I want to update you all on how I’ve been doing lately. Yesterday, I had a minor breakdown and actually just cried because I needed to cry. I feel much better after releasing those emotions and am finally able to tell you what I’ve been going through.
Intrusive thoughts. That’s what I’ve been suffering from this past week. They continued to get worse as days went on. They’re not as drastic as some experience nor, as I’ve had in the past. A lot of time, people say their intrusive thoughts are about violence and suicide. While I’ve experienced that before, this was more of a nagging negative voice that would not leave my mind alone.
Everything was pointless, it told me. Nothing was worth it. There was no meaning to anything. So, why bother?

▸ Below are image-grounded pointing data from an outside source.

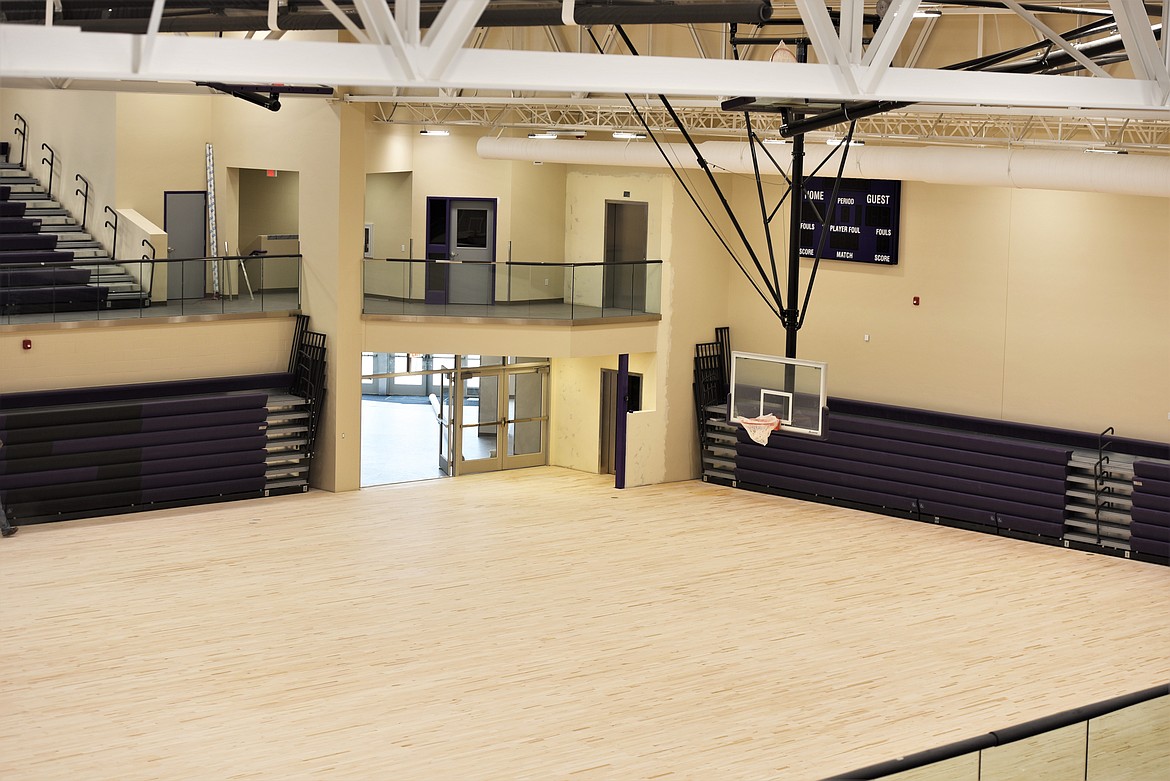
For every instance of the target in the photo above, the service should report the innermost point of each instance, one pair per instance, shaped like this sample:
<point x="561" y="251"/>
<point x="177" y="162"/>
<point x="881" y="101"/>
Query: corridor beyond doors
<point x="440" y="415"/>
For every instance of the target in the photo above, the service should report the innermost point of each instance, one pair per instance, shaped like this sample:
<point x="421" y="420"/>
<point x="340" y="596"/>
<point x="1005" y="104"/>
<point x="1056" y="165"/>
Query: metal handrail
<point x="532" y="263"/>
<point x="114" y="226"/>
<point x="84" y="198"/>
<point x="22" y="131"/>
<point x="1099" y="477"/>
<point x="52" y="160"/>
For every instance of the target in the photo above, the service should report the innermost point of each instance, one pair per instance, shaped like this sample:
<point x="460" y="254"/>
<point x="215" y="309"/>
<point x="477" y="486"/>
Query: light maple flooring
<point x="542" y="624"/>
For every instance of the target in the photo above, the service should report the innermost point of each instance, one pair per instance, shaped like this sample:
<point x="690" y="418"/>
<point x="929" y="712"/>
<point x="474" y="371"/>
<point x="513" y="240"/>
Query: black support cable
<point x="769" y="302"/>
<point x="763" y="205"/>
<point x="710" y="177"/>
<point x="991" y="62"/>
<point x="825" y="226"/>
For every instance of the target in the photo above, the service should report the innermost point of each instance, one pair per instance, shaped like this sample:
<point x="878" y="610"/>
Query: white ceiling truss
<point x="924" y="124"/>
<point x="452" y="69"/>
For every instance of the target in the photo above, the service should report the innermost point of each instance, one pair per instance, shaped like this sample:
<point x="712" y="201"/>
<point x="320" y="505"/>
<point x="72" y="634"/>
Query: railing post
<point x="52" y="160"/>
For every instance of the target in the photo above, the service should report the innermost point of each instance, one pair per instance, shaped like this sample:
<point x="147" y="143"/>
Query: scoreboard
<point x="864" y="225"/>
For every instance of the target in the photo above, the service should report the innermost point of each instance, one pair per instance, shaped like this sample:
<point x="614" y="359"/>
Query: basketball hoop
<point x="759" y="428"/>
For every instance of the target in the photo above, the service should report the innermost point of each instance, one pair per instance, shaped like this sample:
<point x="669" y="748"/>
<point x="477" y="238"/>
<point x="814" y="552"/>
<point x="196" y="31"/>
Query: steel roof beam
<point x="63" y="53"/>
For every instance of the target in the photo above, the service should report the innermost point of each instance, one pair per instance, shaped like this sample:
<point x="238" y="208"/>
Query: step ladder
<point x="716" y="436"/>
<point x="718" y="446"/>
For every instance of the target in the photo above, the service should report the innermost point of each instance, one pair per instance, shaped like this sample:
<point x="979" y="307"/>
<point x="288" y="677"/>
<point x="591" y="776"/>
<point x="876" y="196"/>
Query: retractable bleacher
<point x="78" y="453"/>
<point x="993" y="476"/>
<point x="34" y="275"/>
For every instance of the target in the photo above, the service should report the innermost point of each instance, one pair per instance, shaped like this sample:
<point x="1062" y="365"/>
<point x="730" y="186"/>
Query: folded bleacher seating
<point x="1150" y="526"/>
<point x="34" y="275"/>
<point x="985" y="475"/>
<point x="90" y="451"/>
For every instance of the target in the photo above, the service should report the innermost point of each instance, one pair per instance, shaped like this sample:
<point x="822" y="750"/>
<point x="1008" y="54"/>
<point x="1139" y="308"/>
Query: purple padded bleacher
<point x="14" y="241"/>
<point x="917" y="468"/>
<point x="1150" y="525"/>
<point x="80" y="453"/>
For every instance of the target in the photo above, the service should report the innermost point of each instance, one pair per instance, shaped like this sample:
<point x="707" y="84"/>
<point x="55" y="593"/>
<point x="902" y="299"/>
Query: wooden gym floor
<point x="542" y="624"/>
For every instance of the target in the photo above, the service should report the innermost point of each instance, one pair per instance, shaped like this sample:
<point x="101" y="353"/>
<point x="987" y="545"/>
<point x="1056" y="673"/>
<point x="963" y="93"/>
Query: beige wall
<point x="162" y="145"/>
<point x="1046" y="308"/>
<point x="387" y="208"/>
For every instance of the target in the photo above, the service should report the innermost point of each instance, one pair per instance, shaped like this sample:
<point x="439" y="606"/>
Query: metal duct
<point x="240" y="15"/>
<point x="1120" y="174"/>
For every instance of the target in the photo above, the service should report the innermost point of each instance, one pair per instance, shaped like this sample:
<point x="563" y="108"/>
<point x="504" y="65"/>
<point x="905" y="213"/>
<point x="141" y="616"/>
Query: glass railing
<point x="530" y="291"/>
<point x="1126" y="738"/>
<point x="82" y="290"/>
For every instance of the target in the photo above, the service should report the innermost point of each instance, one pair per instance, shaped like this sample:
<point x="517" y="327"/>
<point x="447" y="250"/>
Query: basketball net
<point x="759" y="428"/>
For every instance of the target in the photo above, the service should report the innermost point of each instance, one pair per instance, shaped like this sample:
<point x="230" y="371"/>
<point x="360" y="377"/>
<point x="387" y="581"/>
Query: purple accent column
<point x="619" y="458"/>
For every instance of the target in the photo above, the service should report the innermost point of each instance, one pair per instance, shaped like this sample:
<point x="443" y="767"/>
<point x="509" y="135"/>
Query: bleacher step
<point x="1105" y="541"/>
<point x="1107" y="530"/>
<point x="1114" y="516"/>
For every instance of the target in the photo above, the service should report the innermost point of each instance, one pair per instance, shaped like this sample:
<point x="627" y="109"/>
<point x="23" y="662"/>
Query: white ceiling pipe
<point x="1122" y="174"/>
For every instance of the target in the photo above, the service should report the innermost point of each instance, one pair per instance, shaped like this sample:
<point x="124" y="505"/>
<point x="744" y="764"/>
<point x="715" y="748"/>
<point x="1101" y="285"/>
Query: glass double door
<point x="499" y="419"/>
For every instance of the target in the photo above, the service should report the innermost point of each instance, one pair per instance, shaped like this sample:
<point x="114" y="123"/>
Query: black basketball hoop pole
<point x="796" y="207"/>
<point x="791" y="320"/>
<point x="6" y="529"/>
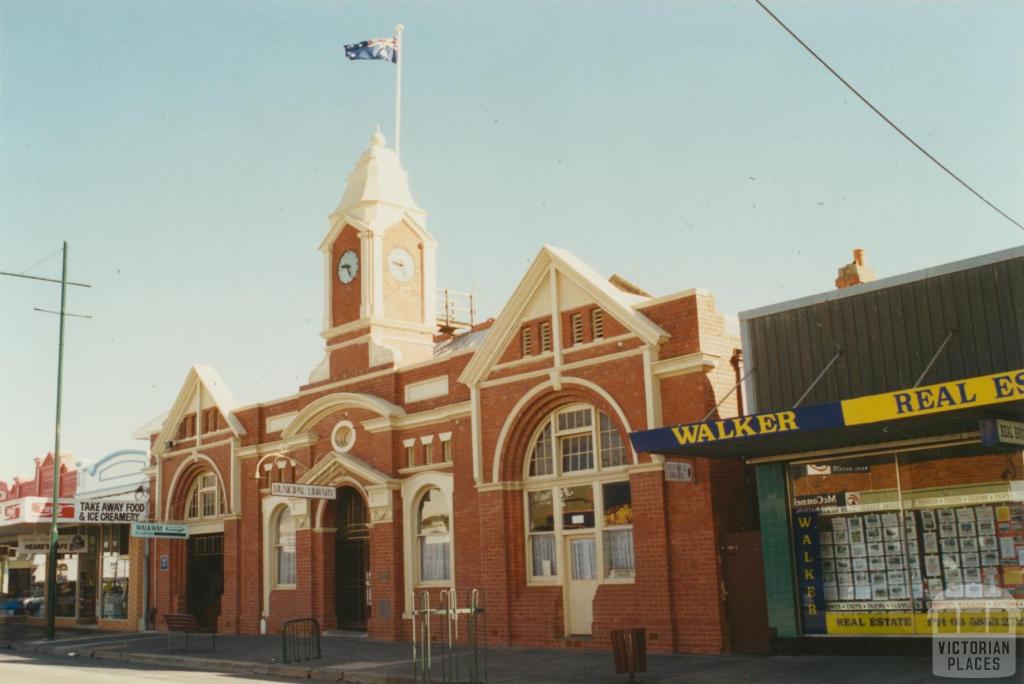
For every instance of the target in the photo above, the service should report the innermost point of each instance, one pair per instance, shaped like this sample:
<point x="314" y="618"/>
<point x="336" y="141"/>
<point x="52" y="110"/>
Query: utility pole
<point x="51" y="563"/>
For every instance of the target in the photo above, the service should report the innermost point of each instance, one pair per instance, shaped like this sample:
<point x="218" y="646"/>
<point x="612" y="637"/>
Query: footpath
<point x="354" y="658"/>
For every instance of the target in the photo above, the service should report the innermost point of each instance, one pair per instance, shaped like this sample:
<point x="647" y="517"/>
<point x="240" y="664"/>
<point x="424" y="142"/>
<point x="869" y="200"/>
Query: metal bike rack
<point x="300" y="640"/>
<point x="463" y="652"/>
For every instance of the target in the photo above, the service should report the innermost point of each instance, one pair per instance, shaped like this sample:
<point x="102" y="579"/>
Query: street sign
<point x="996" y="432"/>
<point x="678" y="471"/>
<point x="302" y="490"/>
<point x="160" y="530"/>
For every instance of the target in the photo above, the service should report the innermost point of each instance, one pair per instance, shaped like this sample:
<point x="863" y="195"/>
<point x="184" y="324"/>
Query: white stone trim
<point x="671" y="297"/>
<point x="438" y="415"/>
<point x="329" y="403"/>
<point x="427" y="389"/>
<point x="698" y="361"/>
<point x="537" y="389"/>
<point x="339" y="446"/>
<point x="596" y="360"/>
<point x="274" y="446"/>
<point x="280" y="422"/>
<point x="184" y="465"/>
<point x="651" y="388"/>
<point x="271" y="505"/>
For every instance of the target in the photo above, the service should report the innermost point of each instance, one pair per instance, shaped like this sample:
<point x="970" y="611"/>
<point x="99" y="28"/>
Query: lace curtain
<point x="543" y="547"/>
<point x="584" y="559"/>
<point x="434" y="559"/>
<point x="619" y="553"/>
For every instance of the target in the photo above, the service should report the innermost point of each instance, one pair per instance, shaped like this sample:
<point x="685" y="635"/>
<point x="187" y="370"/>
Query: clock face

I couldn’t do something as simple as play video games. Suddenly, I wanted to get my blog in order yet, why bother? I couldn’t do a damn thing, nothing mattered. I couldn’t work on my recovery, I couldn’t write, I couldn’t even sit outside and smoke a cigarette. All I could do was lay on the sofa, and even that was still challenging. I didn’t want to get out of bed.
I tried all my relaxing tricks, nothing helped. It was all useless.
Then, I began to cry. I wasn’t feeling sorry for myself, I was just frustrated. I felt as if I was going crazy. I couldn’t even control my own mind. I was sad for me, and sad for my boyfriend who had to deal with me.
I walked up to him, sat down next to him, and patted him on the shoulder with tears in my eyes. Immediately, he quit his online video game and held me. Repeatedly saying, “everything is okay.” God, it felt so good to be comforted for once. No questions, no accusations, just love. He let me tell him, yet again, what my problems were. He helped me calm down.
After that, he knew exactly what to do. He made me walk the dogs with him, to get out of my mind for a moment. Then, he bought me tacos. Tacos make me happy. I ate as much as I could of that meal, and stopped before I felt like I had a food baby. Suddenly, I was in a better mood. Someone cared enough to buy me tacos and then cuddle up to me and fall asleep. All because I was sad.
Thanks to his help, I’m able to do things again. I started the laundry, I did the dishes and lightly cleaned the kitchen. Now, I’m writing this. I feel better, my mind is more quiet today. I have plans to clean the whole apartment, it will be okay if I just clean up the leftover Valentine’s Day mess. I’ll try and be gentle with myself today, but thank god I can think clearly again.